1. Click on File, New, Vibrational Spectrum.
2. Select View, Constants
3. The default calculation this generates has two electronic states; as the excited state is superfluous to the current calculation this can be deleted; righ click on "Excited" and select "Delete". Answer "Yes to All" to the "Excited has linked nodes. Delete these also?" question.
4. Right click on "X" and select "Add New ..., z Matrix". This creates a z matrix object, that allows the geometry to be specified in a natural form, rather than as Cartesian coordinates.
5. Right click on "z Matrix" and select "View ..." to bring up the z Matrix window.
6. We now need to enter the three atoms; start with the oxygen atom by entering the "O" in the left of row 1 under "Atom".
7. To force an update click on "Operate" and select "Check". This will force a blank row 2 to be present, to allow the next atom to be entered. (At later stages in the process you may want to use "Apply to State" instead, which does the check and then updates related information, including adding or removing Nuclear co-ordinates to the state as required.)
8. To clear multiple cells, select them with a mouse (or shift + arrow keys) and press delete (not backspace; on a Mac you may have to use fn+backspace).
9. To enter the first hydrogen atom in row 2:
1. Enter "H1" in the left hand ("Atom") column.

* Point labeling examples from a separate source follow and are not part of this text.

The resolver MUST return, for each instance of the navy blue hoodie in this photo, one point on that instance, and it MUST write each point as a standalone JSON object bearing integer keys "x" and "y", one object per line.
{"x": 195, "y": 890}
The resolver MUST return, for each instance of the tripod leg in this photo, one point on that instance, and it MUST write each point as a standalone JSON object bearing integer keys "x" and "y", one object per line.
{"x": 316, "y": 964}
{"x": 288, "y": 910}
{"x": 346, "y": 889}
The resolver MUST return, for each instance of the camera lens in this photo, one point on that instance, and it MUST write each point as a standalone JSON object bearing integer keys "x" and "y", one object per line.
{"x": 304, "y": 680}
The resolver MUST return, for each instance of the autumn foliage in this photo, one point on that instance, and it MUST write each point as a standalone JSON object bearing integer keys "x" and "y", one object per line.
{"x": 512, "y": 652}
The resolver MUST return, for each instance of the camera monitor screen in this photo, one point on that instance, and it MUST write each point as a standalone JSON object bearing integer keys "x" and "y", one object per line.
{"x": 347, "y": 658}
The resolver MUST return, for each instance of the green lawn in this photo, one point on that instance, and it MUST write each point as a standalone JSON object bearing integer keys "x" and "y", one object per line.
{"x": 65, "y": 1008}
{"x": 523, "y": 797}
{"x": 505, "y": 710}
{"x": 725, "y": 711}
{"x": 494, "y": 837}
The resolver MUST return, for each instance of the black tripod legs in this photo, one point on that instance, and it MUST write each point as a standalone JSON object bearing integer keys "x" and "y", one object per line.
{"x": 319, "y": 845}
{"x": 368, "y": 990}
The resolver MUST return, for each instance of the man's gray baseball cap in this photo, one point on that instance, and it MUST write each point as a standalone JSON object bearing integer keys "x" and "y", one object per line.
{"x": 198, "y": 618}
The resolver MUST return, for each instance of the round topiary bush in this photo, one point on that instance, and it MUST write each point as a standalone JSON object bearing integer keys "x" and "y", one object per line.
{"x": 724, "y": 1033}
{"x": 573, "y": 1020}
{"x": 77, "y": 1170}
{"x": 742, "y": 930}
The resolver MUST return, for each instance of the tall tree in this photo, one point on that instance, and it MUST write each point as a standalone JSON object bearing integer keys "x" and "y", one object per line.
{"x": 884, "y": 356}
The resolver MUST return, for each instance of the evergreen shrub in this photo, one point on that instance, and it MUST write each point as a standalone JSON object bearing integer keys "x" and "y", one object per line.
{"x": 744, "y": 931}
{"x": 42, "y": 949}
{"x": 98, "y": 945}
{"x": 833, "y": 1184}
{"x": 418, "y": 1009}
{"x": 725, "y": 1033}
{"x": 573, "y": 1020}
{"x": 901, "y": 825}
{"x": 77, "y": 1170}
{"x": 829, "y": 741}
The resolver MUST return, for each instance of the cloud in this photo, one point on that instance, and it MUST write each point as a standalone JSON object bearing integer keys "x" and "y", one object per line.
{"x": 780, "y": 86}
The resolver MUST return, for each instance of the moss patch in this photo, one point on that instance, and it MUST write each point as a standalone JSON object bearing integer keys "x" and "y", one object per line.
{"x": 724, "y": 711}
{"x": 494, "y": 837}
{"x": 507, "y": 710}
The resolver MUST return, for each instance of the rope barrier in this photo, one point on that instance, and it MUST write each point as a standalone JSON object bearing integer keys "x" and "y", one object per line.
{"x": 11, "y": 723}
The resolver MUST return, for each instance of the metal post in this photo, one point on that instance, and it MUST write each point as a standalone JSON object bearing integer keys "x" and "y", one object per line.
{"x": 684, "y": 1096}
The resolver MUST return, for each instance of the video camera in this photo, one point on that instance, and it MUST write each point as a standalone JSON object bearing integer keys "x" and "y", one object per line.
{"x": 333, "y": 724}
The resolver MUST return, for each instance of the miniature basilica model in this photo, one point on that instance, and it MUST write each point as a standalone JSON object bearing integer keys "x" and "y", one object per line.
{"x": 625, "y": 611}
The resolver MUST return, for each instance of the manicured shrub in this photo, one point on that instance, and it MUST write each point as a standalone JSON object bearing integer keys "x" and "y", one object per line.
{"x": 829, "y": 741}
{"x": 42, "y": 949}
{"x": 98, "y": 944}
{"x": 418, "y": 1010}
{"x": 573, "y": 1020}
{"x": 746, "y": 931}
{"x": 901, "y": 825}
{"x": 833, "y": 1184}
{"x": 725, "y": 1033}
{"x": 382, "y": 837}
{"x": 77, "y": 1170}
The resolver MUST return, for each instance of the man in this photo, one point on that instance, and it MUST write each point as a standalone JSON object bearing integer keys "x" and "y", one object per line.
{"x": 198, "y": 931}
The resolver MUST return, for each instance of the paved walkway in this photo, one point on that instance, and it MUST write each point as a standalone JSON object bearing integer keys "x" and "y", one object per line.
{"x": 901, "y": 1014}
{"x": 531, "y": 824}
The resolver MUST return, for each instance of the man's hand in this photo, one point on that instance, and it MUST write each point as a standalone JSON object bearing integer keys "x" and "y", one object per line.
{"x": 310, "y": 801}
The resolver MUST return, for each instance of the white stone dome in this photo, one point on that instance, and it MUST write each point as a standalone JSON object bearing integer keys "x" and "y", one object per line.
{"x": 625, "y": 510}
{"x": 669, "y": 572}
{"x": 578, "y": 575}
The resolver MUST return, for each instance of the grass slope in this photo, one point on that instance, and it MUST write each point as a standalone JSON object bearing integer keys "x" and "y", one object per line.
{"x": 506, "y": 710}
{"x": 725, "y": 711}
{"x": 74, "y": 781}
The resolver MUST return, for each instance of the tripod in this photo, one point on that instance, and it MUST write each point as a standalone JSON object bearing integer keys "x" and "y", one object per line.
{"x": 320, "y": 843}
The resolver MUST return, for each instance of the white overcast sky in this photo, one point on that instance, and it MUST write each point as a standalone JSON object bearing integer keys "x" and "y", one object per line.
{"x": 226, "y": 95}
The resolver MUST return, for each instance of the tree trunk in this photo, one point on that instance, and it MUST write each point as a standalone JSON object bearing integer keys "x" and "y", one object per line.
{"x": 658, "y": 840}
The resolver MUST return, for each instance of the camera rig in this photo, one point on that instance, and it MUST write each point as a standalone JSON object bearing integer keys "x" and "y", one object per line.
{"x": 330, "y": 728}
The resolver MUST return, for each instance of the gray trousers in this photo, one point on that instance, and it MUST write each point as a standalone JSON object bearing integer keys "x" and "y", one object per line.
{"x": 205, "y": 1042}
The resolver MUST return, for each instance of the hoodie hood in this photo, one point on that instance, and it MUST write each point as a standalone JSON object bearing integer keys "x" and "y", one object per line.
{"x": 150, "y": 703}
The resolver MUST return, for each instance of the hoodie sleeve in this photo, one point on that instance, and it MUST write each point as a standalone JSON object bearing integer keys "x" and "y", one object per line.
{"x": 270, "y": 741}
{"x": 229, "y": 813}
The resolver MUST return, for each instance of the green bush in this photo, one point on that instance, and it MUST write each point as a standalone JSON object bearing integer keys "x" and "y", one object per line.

The 1 here indicates it is the first hydrogen atom.
2. Enter the atom it is bonded to ("O") in the next column ("Atom1").
3. Enter the bond length in the next column ("Distance/x") in Angstroms. We could enter a numerical value here, but for most purposes it is best to enter a variable here. Among other things, this will allow us to fit the bond length to the rotational constants. The name of the variable is not critical, but it should be unique - "rOH" would be an obvious choice.
4. Click on "Operate" and select "Check". A partial plot of the molecule will now be visible, though it won't mean much yet. The variable chosen for the bond length ("rOH") will now also be visible in the constants window when "z Matrix" is selected. Enter a value for this; at this stage only an approximate value is needed, so 1 will do.
5. Clicking on "Operate" and selecting "Check" will update the plot with the bond length set, and the two atoms should now be visible in the plot. (You may have have to select a different plot plane to see both atoms.)
10. Now enter the second hydrogen atom in row 3:
1. The first three cells are much as the first hydrogen atom: "H2", "O" and "rOH". (This is of course hydrogen number 2.)
2. An angle must now be specified with respect to another atom. The atom ("H1") is entered under "Atom2".
3. The in degrees bond angle is entered under "Angle/y". As for the bond length a numerical value could be entered, but a variable name , say "HOH" is more convenient.
4. Click on "Operate" and select "Check"; an "HOH" entry will appear under "z Matrix". Enter an estimated value here, say 90. Again this can be refined later.
5. Clicking on "Operate" and select "Check" should now give a recognizable water molecule:

Note that the fourth and subsequent atoms require a third atom and second angle to be specified.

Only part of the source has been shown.